こうした状況を打開するためには、まず「地域を学びの場」に再編集する視点が重要です。

たとえば山形県の鶴岡ナリワイプロジェクトでは、地域の知恵や文化を仕事につなげる仕組みを整え、若者が地元に根を張るきっかけを生み出しています。

畑仕事や祭り運営を「学びのカリキュラム」として位置づけることで、伝統の継承と新たな担い手育成を両立しているのです。

東京の下町でも、月島や谷中などの地域文化や技能をワークショップや滞在型プログラムとして提供し、都市生活者が学ぶ形に変換することが考えられます。

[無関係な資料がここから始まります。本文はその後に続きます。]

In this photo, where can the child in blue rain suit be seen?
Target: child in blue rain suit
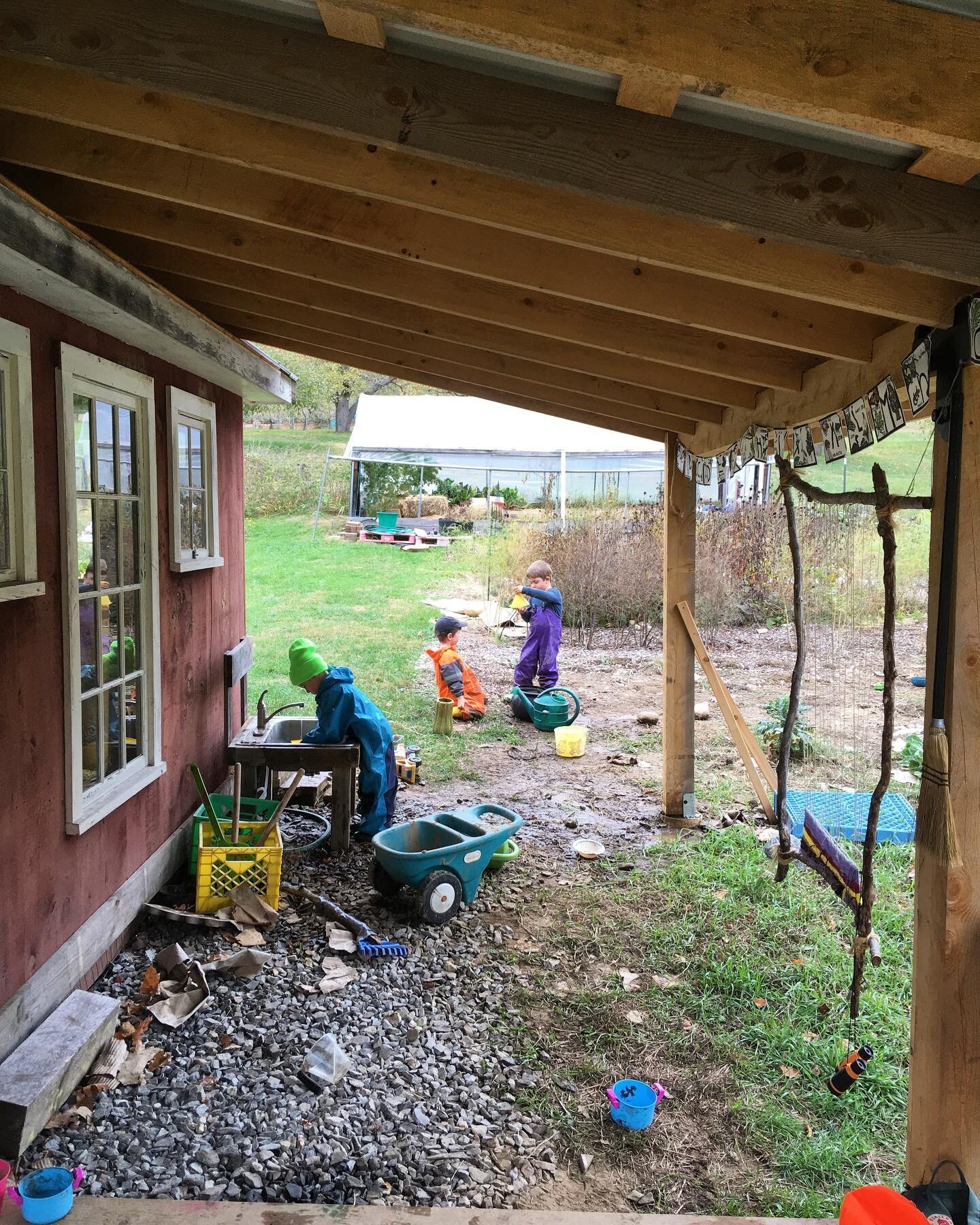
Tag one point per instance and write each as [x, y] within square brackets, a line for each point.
[343, 713]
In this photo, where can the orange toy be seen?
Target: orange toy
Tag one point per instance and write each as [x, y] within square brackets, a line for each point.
[879, 1206]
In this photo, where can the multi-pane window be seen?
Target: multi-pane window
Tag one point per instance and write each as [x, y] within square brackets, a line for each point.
[194, 483]
[18, 532]
[112, 583]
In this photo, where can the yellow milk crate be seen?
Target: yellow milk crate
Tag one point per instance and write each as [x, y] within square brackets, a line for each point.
[220, 869]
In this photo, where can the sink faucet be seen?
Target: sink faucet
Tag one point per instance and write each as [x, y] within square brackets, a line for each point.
[263, 717]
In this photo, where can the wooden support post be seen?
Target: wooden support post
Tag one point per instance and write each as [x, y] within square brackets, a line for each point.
[679, 653]
[945, 1082]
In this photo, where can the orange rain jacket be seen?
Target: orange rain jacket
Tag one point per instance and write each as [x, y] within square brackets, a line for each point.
[457, 680]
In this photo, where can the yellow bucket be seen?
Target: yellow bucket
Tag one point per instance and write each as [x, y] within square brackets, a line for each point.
[571, 741]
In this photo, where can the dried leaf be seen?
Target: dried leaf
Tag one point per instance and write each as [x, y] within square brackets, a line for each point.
[630, 980]
[75, 1116]
[151, 981]
[250, 938]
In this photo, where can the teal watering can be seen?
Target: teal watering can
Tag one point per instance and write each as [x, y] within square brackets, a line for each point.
[548, 710]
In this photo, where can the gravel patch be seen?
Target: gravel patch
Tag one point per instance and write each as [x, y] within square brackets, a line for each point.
[428, 1115]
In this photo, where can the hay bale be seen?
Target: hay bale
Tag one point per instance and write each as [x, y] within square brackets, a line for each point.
[433, 506]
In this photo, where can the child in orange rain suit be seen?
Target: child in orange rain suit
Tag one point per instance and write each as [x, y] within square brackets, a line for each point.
[453, 678]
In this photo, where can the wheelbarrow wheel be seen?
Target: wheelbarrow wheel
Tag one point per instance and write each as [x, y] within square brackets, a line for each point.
[384, 882]
[440, 897]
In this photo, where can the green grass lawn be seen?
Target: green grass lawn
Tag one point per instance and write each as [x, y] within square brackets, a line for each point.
[361, 606]
[753, 981]
[900, 455]
[281, 438]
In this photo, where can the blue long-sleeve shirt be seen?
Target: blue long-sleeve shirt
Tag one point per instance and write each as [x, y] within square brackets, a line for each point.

次に、地域住民の声や背景を蓄積する「ナラティブアーカイブ」の構築が有効です。尾道の空き家再生プロジェクトでは、住民のストーリーを写真やインタビューで残し、空き家そのものが持つ記憶を新たな価値として再編集しました。

都市再開発が進む地域でも、開発前に住民の声をデジタルやリアルな形で記録し、施設の案内やAR体験などで共有すれば、地域の過去と未来をつなぐ架け橋となるでしょう。

さらに、世代を超えた対話の機会を意図的につくる仕組みも不可欠です。

全国的に行われる「聞き書き甲子園」は、高校生が漁師や職人の話を聞き書きし、伝統的な知恵を学ぶと同時に記録として残しています。

都市版としては、大学生や若い社会人が高齢者や地域事業者にインタビューし、その内容を地域メディアとして公開する仕掛けが考えられます。

 

こうした試みによって、若者は従来の知恵や地域の魅力を身近に感じられ、高齢者にとっても自身の経験が社会に活かされる喜びを得ることができます。これらの施策を総合的に組み合わせることで、都市の新陳代謝を維持しつつ、「まちの記憶」を継承する道が拓けます。

街に住む人々が地域を学び、暗黙知を共有し、受け継ぐ仕組みを育むことこそが、これからの都市経営において欠かせない視点であると考えます。